Пиаф с Марио приезжали в Америку каждый год. Пиаф был все такой же субтильный подросток, если не разглядывать лицо. Всякий раз они впятером снимали на неделю дом на Кейп-Коде – на океане. Вечерами делали барбекю и пили некрепкое американское пиво. Восьмилетняя Стефани нещадно кокетничала с Марио. Он и вправду был красавец. Все друг друга очень любили.
Алушта сидела на балконе в полотняном глубоком шезлонге и, глядя на эту компанию, думала: а если бы тогда актер не бросил ее, а Ленчик – Пиафа? А если бы они не поехали тогда в Сочи? А если бы не пришло приглашение от дальних родственников?
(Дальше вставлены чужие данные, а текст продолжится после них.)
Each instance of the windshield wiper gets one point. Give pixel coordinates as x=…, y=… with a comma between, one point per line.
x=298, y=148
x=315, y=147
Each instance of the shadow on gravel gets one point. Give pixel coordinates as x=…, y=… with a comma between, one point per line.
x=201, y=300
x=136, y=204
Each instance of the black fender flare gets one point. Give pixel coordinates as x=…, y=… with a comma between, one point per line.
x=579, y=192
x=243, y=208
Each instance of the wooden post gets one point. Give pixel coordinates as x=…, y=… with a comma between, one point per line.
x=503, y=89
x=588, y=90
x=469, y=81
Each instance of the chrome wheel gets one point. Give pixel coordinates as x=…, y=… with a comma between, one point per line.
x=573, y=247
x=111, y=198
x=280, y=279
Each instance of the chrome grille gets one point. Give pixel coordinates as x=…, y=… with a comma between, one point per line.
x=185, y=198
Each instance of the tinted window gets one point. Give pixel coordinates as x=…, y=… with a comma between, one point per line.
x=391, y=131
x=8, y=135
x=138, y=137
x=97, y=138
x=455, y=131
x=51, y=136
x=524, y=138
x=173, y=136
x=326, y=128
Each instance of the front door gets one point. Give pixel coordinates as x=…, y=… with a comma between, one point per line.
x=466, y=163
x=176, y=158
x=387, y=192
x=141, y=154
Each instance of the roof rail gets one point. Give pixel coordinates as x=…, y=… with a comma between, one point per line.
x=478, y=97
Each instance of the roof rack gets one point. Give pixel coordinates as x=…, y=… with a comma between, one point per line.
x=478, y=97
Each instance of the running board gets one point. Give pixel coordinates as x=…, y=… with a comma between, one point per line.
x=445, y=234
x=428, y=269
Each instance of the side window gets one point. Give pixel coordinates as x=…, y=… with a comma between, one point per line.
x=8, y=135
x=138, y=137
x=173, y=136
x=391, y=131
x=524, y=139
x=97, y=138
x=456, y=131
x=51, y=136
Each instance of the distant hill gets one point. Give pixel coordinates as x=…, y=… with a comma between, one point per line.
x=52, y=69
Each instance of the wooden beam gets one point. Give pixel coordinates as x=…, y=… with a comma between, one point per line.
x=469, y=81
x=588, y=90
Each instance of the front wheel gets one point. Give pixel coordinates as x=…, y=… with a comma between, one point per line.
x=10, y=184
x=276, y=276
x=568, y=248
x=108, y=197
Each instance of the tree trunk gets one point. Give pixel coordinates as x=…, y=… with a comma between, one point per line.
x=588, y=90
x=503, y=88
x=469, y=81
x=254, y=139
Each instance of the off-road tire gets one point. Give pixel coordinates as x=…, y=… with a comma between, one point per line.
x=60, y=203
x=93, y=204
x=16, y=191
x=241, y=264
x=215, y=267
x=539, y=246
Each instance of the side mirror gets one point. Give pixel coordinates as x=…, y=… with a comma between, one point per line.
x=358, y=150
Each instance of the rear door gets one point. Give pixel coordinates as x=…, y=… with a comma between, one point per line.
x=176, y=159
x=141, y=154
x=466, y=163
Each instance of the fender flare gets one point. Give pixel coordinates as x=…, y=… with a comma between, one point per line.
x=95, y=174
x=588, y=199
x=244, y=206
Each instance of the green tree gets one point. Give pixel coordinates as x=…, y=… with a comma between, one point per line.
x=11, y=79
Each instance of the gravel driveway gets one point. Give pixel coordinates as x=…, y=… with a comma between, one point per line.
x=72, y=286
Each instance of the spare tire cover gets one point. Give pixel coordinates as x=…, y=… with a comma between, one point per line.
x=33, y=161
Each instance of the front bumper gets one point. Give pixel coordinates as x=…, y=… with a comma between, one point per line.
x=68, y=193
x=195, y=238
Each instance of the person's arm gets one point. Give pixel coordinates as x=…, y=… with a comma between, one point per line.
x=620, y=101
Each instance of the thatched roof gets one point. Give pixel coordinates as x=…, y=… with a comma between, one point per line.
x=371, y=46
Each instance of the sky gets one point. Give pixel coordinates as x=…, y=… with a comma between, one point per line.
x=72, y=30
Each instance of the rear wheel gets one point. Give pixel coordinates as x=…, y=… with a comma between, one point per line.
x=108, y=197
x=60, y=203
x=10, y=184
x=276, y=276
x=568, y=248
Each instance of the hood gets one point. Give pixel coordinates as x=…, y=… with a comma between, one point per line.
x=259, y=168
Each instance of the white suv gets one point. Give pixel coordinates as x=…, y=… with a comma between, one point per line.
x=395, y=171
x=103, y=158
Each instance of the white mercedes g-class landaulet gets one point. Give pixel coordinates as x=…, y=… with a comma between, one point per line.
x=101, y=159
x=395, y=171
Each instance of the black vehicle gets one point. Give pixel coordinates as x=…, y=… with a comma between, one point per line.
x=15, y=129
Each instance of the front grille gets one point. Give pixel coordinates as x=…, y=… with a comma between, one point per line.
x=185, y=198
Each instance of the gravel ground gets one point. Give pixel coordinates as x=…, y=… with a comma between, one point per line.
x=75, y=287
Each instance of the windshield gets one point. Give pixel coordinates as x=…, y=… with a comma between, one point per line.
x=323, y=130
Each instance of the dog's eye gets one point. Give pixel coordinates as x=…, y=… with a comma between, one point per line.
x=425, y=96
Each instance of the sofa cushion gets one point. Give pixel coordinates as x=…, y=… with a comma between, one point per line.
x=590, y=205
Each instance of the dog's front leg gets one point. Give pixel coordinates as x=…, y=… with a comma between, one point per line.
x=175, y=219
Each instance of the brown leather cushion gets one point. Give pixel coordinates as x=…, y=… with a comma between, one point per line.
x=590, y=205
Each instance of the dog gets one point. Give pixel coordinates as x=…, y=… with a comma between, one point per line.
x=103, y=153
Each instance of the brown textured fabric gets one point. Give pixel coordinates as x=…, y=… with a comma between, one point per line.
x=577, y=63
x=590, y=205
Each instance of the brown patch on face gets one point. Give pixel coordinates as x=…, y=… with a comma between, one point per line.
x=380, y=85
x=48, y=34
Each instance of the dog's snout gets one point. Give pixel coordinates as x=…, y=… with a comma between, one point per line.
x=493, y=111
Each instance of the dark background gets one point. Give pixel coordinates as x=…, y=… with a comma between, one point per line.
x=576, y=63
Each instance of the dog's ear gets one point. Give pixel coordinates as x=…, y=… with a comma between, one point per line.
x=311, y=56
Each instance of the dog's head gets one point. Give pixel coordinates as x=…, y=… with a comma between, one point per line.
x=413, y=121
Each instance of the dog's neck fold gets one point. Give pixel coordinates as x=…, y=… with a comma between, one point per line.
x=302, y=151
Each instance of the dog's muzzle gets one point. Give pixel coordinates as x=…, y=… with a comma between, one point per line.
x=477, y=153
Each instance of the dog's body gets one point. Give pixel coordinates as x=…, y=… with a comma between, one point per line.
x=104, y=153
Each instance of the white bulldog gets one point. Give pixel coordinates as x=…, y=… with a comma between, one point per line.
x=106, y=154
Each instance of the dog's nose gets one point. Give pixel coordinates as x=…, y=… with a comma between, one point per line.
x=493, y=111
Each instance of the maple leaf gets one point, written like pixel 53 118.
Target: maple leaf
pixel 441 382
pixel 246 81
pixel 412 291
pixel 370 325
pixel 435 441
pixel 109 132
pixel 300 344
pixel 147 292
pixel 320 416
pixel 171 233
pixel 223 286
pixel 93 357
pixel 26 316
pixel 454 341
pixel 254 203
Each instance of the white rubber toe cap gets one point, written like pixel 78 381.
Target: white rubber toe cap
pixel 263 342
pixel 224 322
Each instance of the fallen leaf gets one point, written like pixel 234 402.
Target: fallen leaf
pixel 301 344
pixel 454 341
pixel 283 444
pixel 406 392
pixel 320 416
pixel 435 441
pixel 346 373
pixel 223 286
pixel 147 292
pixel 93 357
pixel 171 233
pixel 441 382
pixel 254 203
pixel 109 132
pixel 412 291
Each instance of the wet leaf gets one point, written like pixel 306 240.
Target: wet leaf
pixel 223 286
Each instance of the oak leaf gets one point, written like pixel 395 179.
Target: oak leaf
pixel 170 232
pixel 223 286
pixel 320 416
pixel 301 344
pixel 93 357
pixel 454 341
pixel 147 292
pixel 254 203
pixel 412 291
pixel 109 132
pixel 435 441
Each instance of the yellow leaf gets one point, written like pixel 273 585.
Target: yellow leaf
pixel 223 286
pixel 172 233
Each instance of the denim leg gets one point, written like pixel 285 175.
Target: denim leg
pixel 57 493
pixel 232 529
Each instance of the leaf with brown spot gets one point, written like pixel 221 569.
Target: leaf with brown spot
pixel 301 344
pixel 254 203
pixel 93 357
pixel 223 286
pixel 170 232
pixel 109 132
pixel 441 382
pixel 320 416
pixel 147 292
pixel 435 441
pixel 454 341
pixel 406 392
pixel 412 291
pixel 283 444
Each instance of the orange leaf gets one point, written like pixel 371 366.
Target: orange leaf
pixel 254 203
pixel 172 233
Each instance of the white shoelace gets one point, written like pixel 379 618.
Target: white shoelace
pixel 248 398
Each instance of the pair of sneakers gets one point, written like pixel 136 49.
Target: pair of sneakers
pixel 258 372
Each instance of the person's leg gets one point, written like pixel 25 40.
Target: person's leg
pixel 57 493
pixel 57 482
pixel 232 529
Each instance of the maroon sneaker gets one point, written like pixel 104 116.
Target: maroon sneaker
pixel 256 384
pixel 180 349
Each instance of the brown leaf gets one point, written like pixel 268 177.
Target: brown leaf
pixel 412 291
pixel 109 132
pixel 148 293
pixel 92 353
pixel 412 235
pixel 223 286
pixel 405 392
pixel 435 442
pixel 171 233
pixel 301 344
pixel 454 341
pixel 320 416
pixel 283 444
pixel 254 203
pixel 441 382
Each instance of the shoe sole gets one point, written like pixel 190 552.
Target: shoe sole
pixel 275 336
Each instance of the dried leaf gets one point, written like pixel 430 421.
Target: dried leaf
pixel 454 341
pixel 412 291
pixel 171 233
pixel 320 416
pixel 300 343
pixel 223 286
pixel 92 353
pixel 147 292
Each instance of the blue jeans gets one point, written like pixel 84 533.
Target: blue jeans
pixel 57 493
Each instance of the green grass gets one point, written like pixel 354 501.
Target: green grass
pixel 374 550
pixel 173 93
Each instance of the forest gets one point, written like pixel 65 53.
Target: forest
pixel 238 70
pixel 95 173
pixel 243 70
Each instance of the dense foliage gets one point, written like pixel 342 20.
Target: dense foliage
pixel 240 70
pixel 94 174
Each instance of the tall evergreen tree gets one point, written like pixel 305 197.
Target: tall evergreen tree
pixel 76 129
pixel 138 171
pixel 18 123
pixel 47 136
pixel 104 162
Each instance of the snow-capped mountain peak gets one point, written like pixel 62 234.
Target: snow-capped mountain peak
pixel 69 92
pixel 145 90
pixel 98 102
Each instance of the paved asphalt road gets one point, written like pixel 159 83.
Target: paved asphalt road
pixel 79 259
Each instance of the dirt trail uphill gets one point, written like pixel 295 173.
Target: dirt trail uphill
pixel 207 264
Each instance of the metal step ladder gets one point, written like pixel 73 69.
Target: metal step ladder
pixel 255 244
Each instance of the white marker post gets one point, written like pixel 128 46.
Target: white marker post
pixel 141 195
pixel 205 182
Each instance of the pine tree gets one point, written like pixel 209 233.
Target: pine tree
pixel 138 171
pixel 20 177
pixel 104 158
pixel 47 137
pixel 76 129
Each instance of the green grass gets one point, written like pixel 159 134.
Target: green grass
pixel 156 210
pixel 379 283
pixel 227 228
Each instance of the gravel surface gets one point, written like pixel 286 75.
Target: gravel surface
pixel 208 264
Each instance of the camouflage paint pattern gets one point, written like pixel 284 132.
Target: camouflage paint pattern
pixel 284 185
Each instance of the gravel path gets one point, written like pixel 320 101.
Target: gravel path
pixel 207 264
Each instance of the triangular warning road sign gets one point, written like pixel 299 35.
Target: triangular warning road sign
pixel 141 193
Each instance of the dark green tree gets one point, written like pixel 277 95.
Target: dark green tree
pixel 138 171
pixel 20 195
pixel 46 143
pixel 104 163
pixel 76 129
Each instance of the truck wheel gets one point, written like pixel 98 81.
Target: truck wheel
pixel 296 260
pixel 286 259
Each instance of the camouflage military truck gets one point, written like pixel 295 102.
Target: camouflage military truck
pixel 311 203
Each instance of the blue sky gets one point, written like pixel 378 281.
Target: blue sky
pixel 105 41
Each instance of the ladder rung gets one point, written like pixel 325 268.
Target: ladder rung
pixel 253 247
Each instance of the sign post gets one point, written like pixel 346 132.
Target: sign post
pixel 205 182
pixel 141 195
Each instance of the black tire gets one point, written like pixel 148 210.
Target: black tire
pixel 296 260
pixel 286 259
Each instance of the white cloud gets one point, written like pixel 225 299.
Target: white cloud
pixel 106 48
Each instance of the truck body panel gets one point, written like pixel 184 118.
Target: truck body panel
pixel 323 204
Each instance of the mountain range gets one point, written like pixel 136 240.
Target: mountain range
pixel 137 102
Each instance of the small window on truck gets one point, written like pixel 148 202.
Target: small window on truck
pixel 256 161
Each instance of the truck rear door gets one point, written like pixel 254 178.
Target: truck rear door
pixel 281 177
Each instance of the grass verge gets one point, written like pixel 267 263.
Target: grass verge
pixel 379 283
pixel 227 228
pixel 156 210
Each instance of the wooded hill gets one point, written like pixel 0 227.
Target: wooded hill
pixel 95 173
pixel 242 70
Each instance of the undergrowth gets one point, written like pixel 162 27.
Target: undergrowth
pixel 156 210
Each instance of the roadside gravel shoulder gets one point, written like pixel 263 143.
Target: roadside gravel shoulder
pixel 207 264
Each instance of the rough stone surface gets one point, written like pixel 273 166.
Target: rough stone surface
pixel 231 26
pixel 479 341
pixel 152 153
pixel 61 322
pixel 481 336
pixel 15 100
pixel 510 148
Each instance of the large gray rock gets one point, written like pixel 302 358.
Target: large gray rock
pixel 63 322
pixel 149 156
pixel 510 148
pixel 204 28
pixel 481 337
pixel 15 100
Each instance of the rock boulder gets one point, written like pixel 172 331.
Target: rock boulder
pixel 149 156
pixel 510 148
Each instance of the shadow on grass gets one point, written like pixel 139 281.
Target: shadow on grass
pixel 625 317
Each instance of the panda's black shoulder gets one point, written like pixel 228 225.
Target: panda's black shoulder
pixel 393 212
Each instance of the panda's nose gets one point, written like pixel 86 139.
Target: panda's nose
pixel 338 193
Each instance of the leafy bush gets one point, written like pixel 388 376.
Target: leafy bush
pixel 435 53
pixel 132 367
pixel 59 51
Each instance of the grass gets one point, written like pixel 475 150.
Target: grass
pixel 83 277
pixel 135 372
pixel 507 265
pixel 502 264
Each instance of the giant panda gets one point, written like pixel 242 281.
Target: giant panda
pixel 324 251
Страшно подумать, что бы было, если бы... Ох, если бы да кабы, вздыхала Алушта и улыбалась.
А что касается тряпок, то Алушта почему-то к ним абсолютно остыла. Даже странно. Почему? Может, от такого изобилия?
Машкино счастье
Машка Терентьева – ее еще называли «Машка-мышь» или «Машка маленькая» – торопилась на дачу – ведь теперь у нее там появился предмет тайного обожания. Соседка-художница.
Художница появилась в их старом дачном поселке не так давно, и как досталась ей старая генеральская полуразрушенная, но все еще необыкновенная дача, никто толком не знал. Когда-то этот дом был, пожалуй, самым примечательным в поселке – двухэтажный, с крохотной круглой мансардой наверху, выкрашенный в белый, такой непрактичный для дачи цвет. Этот величественный белый дворец (кто знал тогда об извращенных вкусах появившихся спустя лет сорок нуворишей?) возвышался над неловкими и убогими домишками поселка, и его первенство никто и не думал оспаривать.
Владелец дома, старый генерал, ходил по участку в поношенных зеленых брюках с лампасами, с носовым платком на голове, завязанным с четырех углов на смешные узелки. Жена его, которую, естественно, называли генеральшей, барыней отнюдь не была и хлопотала днями на участке, окучивая крупную клубнику и лелея кусты разноцветных пионов – от белых до темно-бордовых. Были они бездетны.
Сначала ушел генерал, а следом, спустя полгода, – его тишайшая жена. Многие годы на дачу никто не приезжал. Дом ветшал, зарастали бурьяном грядки с сортовой клубникой, и вырождались красавцы пионы. На генеральскую дачу многие клали глаз, но найти концы не удавалось никому – близких родственников у генерала не оказалось. И все вздыхали, проходя мимо некогда роскошной дачи, и качали головами: дескать, вот добро-то пропадает. А другим людям век ютиться в маленьких, хлипких домишках с сильно разросшимися семьями.